Supreme Court of Mississippi

September 13, 2018


          DATE OF JUDGMENT: 12/19/2016








         ¶1. On August 6, 2013, Adrian Montgomery and Terome O'Neal were drinking beer and liquor and smoking marijuana in a park. An eyewitness saw O'Neal knock Montgomery's joint to the ground. This prompted Montgomery to angrily attack O'Neal. Paramedics found O'Neal on the ground unconscious. He died days later in the hospital of multiple blunt-force trauma. Montgomery was indicted for deliberate-design murder but convicted on the lesser-included crime of depraved-heart murder.

         ¶2. Montgomery's first trial resulted in a mistrial. The judge granted a mistrial when the State learned—after the jury had been empaneled—that the medical examiner who had conducted O'Neal's autopsy had a sudden family emergency, rendering him unavailable. Montgomery argues his second trial placed him in double jeopardy because there had been no manifest necessity for the mistrial. We disagree. The cause of O'Neal's death was the main contested issue. Thus, the medical examiner was a key witness whose unavailability was unanticipated by the State. And due to the unknown and open-ended nature of the emergency, a continuance did not appear to be a reasonable option. So there was manifest necessity to declare a mistrial.

         ¶3. Montgomery alternatively argues for the first time on appeal that one of the depraved- heart-murder instructions was fatally defective because it omitted the phrase "without authority of law." But other instructions made clear that to find Montgomery guilty of murdering O'Neal, the killing could not be "justifiable" self-defense or an "excusable" accident. Thus, when read as a whole, the depraved-heart-murder instructions were clear that the killing had to be unlawful. ¶4. We affirm Montgomery's second-degree-murder conviction and sentence.
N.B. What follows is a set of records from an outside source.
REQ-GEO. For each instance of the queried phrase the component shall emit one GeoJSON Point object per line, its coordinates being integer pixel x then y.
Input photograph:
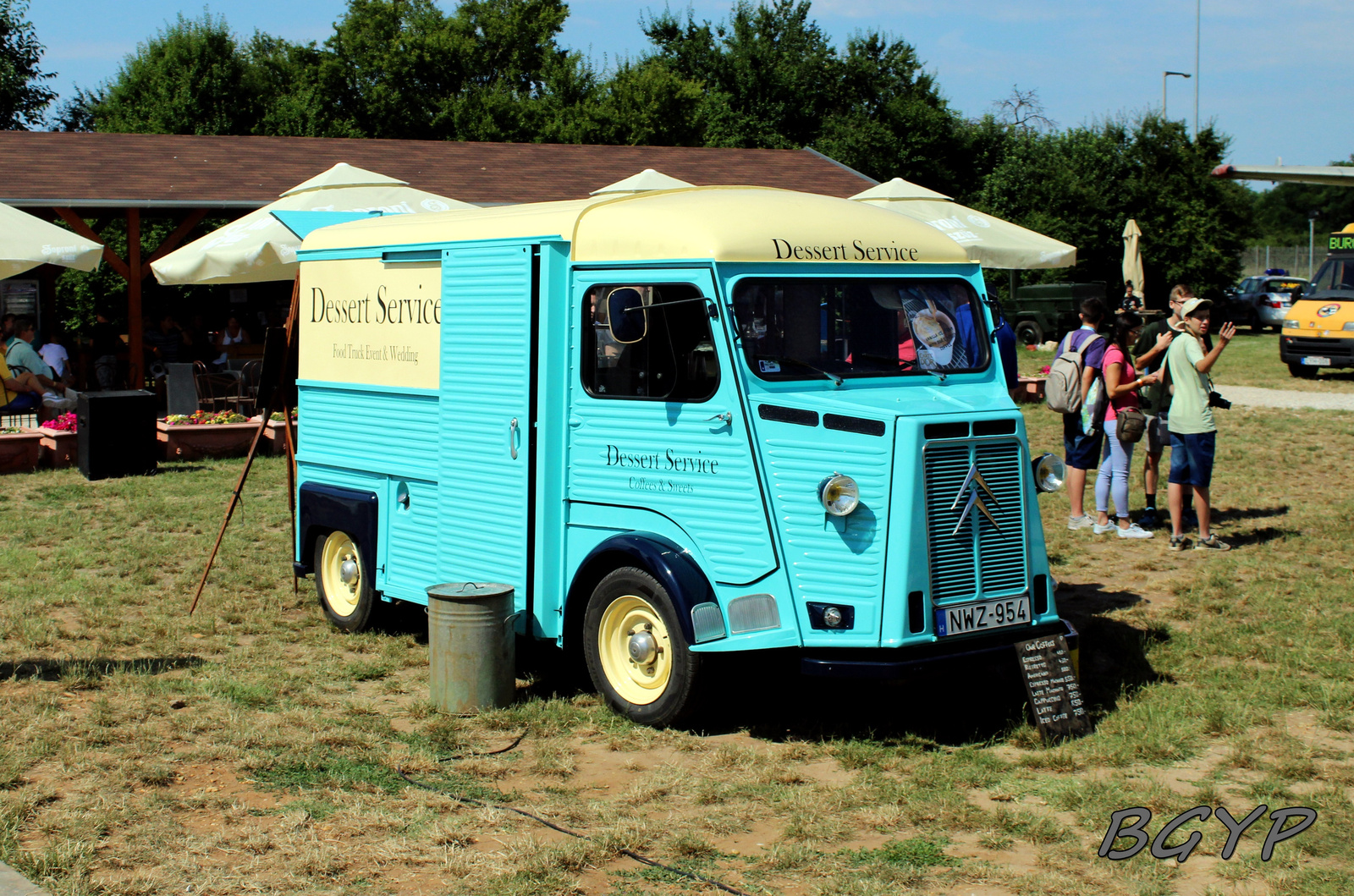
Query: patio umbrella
{"type": "Point", "coordinates": [257, 248]}
{"type": "Point", "coordinates": [1134, 256]}
{"type": "Point", "coordinates": [27, 241]}
{"type": "Point", "coordinates": [988, 239]}
{"type": "Point", "coordinates": [645, 180]}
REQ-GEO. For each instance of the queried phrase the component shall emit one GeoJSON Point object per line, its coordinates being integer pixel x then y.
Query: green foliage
{"type": "Point", "coordinates": [1081, 185]}
{"type": "Point", "coordinates": [22, 92]}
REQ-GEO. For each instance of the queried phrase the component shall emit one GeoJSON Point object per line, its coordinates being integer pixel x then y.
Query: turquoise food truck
{"type": "Point", "coordinates": [677, 422]}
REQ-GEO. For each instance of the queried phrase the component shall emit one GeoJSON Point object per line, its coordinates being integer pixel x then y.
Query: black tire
{"type": "Point", "coordinates": [1029, 333]}
{"type": "Point", "coordinates": [350, 607]}
{"type": "Point", "coordinates": [627, 596]}
{"type": "Point", "coordinates": [1302, 371]}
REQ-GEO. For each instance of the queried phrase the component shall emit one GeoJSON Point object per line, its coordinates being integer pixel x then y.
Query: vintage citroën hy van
{"type": "Point", "coordinates": [721, 419]}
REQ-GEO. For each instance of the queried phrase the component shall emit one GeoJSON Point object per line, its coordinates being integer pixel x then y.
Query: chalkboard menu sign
{"type": "Point", "coordinates": [1051, 684]}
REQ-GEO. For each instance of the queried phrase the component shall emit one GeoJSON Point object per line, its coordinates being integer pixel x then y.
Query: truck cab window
{"type": "Point", "coordinates": [801, 329]}
{"type": "Point", "coordinates": [661, 351]}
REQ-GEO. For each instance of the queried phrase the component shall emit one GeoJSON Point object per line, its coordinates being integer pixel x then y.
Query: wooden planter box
{"type": "Point", "coordinates": [191, 442]}
{"type": "Point", "coordinates": [19, 453]}
{"type": "Point", "coordinates": [60, 447]}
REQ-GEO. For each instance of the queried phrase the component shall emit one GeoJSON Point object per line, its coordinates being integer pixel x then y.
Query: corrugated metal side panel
{"type": "Point", "coordinates": [485, 383]}
{"type": "Point", "coordinates": [719, 510]}
{"type": "Point", "coordinates": [393, 433]}
{"type": "Point", "coordinates": [829, 558]}
{"type": "Point", "coordinates": [412, 546]}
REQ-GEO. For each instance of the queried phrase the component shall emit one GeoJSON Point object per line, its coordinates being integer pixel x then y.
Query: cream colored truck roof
{"type": "Point", "coordinates": [722, 223]}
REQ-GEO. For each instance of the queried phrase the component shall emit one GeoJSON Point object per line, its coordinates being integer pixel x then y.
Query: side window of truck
{"type": "Point", "coordinates": [660, 348]}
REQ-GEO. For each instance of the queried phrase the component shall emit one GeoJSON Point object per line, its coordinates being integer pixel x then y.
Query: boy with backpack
{"type": "Point", "coordinates": [1080, 358]}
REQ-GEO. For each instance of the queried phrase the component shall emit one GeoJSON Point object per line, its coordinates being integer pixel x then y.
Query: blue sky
{"type": "Point", "coordinates": [1274, 74]}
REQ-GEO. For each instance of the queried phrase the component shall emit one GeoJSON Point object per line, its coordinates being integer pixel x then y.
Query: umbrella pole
{"type": "Point", "coordinates": [274, 399]}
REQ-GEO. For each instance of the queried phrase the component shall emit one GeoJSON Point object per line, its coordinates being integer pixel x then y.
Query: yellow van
{"type": "Point", "coordinates": [1319, 327]}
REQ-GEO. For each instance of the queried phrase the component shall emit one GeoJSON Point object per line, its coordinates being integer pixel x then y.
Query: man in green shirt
{"type": "Point", "coordinates": [1193, 432]}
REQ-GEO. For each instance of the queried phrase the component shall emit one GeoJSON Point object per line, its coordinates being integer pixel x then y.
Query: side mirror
{"type": "Point", "coordinates": [627, 318]}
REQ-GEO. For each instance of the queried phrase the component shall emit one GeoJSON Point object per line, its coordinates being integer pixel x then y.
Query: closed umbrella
{"type": "Point", "coordinates": [27, 241]}
{"type": "Point", "coordinates": [988, 239]}
{"type": "Point", "coordinates": [1134, 256]}
{"type": "Point", "coordinates": [257, 248]}
{"type": "Point", "coordinates": [643, 182]}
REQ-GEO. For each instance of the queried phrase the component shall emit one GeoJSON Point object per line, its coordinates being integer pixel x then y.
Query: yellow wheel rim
{"type": "Point", "coordinates": [340, 595]}
{"type": "Point", "coordinates": [636, 650]}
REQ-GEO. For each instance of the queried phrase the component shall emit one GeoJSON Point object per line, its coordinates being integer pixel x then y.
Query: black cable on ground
{"type": "Point", "coordinates": [482, 805]}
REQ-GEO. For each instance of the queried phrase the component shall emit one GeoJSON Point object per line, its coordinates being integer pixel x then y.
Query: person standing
{"type": "Point", "coordinates": [1082, 449]}
{"type": "Point", "coordinates": [1193, 432]}
{"type": "Point", "coordinates": [1121, 385]}
{"type": "Point", "coordinates": [1148, 355]}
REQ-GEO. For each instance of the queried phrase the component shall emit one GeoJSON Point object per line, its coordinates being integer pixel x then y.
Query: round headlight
{"type": "Point", "coordinates": [839, 494]}
{"type": "Point", "coordinates": [1049, 473]}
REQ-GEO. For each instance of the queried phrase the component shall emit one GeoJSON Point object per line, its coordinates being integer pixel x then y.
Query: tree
{"type": "Point", "coordinates": [1082, 184]}
{"type": "Point", "coordinates": [24, 96]}
{"type": "Point", "coordinates": [190, 79]}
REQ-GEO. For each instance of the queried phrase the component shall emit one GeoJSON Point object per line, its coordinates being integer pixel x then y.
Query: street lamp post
{"type": "Point", "coordinates": [1311, 241]}
{"type": "Point", "coordinates": [1166, 74]}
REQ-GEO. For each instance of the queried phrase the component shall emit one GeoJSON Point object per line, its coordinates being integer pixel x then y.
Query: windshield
{"type": "Point", "coordinates": [1335, 273]}
{"type": "Point", "coordinates": [806, 329]}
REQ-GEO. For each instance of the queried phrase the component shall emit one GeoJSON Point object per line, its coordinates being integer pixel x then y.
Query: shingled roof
{"type": "Point", "coordinates": [173, 171]}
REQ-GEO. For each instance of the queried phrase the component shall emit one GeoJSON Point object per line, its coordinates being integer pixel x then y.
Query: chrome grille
{"type": "Point", "coordinates": [979, 559]}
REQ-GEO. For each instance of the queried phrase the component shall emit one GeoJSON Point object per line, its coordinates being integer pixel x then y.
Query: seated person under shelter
{"type": "Point", "coordinates": [22, 392]}
{"type": "Point", "coordinates": [22, 358]}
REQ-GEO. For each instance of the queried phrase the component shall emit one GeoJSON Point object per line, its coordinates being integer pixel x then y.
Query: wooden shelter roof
{"type": "Point", "coordinates": [173, 171]}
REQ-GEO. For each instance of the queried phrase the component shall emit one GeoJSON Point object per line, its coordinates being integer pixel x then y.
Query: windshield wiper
{"type": "Point", "coordinates": [837, 381]}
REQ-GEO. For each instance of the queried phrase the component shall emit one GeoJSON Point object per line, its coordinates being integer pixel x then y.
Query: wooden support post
{"type": "Point", "coordinates": [135, 375]}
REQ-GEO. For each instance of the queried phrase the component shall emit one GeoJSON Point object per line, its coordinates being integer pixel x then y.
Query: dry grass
{"type": "Point", "coordinates": [252, 749]}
         Background Facts and Procedural History

         I. Mistrial

         ¶5. Montgomery's first murder trial began on Monday, October 3, 2016. Pretrial motions and jury selection took up the entire first day.

         ¶6. One issue that emerged in pretrial motions was the importance of expert testimony concerning O'Neal's cause and manner of death. The State had filed a motion in limine to exclude Montgomery's expert pathologist, Dr. Stephen Hayne. The exclusion was sought because Dr. Hayne had been designated too late and planned to offer a legal opinion outside his area of expertise. Montgomery's counsel disagreed. She countered that, because "the State has their expert, Dr. J. Brent Davis, testifying as to the cause of death," Montgomery had the right to present his own expert, Dr. Hayne. She insisted "the jury is entitled to hear his opinion as well as the State's pathologist's opinion and decide between the two which one they believe" concerning O'Neal's cause of death. Instead of addressing the issue before trial, the court reserved his ruling on whether Dr. Hayne would be permitted to testify.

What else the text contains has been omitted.